Шраддха пожал плечами:
— Никто по нему не плакал. Открылись многие жуткие вещи. Он практиковал черную магию. Даже богиня Кали, должно быть, содрогалась, видя, что он творит! Наследника не осталось, как я уже сказал, поэтому трон захватил наиболее достойный.
— Туранский наемник, — сказал Конан.
— Да. И все мы преданы ему.
— Что ж, у вас имеются все основания для такой преданности… — Конан вздохнул. — Что касается меня, мои планы просты: я хотел бы выслужиться и получить награду.
— Я должен испытать тебя, — предупредил Шраддха.
— Самое время, — Конан широко улыбнулся ему и вскочил на ноги. — Доставай меч. Будем биться.
Шраддха зарычал от боевой радости и в мгновение ока очутился перед варваром. Их манера боя различалась — как различались и их клинки, но в силе и ловкости один не уступал другому. Шраддха сражался кривым мечом с зазубренным с одной стороны клинком. Он наносил удары то одной стороной меча, то другой, перебрасывал оружие из руки в руку, приседал, подскакивал — Шраддха как будто танцевал вокруг своего противника.
Варвар бился совершенно иначе. Его прямой меч с длинным клинком был предназначен для того, чтобы отражать атаки врага и наносить рубящие удары в ответ. Тем не менее по ловкости и силе Конан ничуть не уступал искусному Шраддхе. Было очевидно, что киммериец не в первый раз имеет дело с подобным стилем фехтования.
Несколько раз казалось, будто Шраддха вот-вот сокрушит Конана, но варвар всегда успевал принять изогнутую саблю на меч, после чего, отбросив соперника назад, переходил в атаку.
Наконец Конан сделал решающий ход и остановил свой меч в ладони от головы Шраддхи.
— Я убил тебя, — сообщил варвар, переводя дыхание и убирая меч.
Шраддха, посеревший от страха, принужденно рассмеялся.
— Делать нечего! Признаю свое поражение, — сказал воин раджи. — Ты действительно великолепный боен. Немногим удавалось одержать надо мной верх. Да и то — такое происходило в те годы, когда я был очень молод.
— Стало быть, ты еще достаточно молод, — миролюбиво усмехнулся Конан.
* * *
Высоко в небе кружит орел.
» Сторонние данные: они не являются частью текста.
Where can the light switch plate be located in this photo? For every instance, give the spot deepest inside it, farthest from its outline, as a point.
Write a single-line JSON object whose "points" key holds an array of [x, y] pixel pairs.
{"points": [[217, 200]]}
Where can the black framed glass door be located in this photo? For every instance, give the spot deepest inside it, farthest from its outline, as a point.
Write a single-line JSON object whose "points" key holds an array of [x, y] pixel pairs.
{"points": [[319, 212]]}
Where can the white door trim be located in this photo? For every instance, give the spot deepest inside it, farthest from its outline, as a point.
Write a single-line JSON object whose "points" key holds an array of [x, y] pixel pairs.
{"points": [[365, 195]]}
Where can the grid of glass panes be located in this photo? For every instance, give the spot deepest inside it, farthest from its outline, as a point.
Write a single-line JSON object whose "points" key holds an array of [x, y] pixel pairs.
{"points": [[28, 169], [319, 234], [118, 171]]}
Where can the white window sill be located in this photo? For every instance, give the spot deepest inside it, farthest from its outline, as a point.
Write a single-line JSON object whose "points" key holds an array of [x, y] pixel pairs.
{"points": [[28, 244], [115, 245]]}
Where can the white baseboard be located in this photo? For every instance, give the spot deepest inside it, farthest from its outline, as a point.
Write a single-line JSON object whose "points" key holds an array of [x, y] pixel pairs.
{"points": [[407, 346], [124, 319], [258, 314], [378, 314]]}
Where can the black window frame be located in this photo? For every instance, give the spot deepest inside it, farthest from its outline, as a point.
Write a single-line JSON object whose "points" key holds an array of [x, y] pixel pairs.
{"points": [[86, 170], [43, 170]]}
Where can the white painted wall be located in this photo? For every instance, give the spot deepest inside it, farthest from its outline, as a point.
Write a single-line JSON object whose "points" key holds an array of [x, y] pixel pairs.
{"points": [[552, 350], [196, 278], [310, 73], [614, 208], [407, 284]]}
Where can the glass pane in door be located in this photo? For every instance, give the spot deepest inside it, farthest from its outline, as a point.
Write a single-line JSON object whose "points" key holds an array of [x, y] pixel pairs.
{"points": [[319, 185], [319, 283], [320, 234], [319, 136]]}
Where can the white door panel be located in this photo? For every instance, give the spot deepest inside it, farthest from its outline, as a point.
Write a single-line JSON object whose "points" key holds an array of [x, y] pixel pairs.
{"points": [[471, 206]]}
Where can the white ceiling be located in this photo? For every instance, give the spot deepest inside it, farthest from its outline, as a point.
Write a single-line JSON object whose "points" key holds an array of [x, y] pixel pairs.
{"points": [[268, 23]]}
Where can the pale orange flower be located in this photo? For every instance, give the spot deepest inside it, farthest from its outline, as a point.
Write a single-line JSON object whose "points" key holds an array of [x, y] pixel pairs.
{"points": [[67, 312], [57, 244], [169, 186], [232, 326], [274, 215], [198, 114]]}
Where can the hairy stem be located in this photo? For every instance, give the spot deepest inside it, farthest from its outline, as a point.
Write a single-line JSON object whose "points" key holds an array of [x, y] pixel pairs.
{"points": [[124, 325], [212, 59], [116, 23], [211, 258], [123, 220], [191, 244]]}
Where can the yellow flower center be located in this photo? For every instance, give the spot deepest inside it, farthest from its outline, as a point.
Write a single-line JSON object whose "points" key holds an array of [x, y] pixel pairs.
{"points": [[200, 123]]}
Завис в небе, почти не взмахивая крылами. Взгляни на него — и покажется, будто время течет медленнее, а потом и вовсе замирает, и будет стоять неподвижно, пока пронзительный крик птицы не позволит ему тронуться с места. Должно быть, нет ничего, что укрылось бы от орлиного взора. Сверху ему далеко видны необъятные джунгли и широкая равнина, покрытая серебристой травой.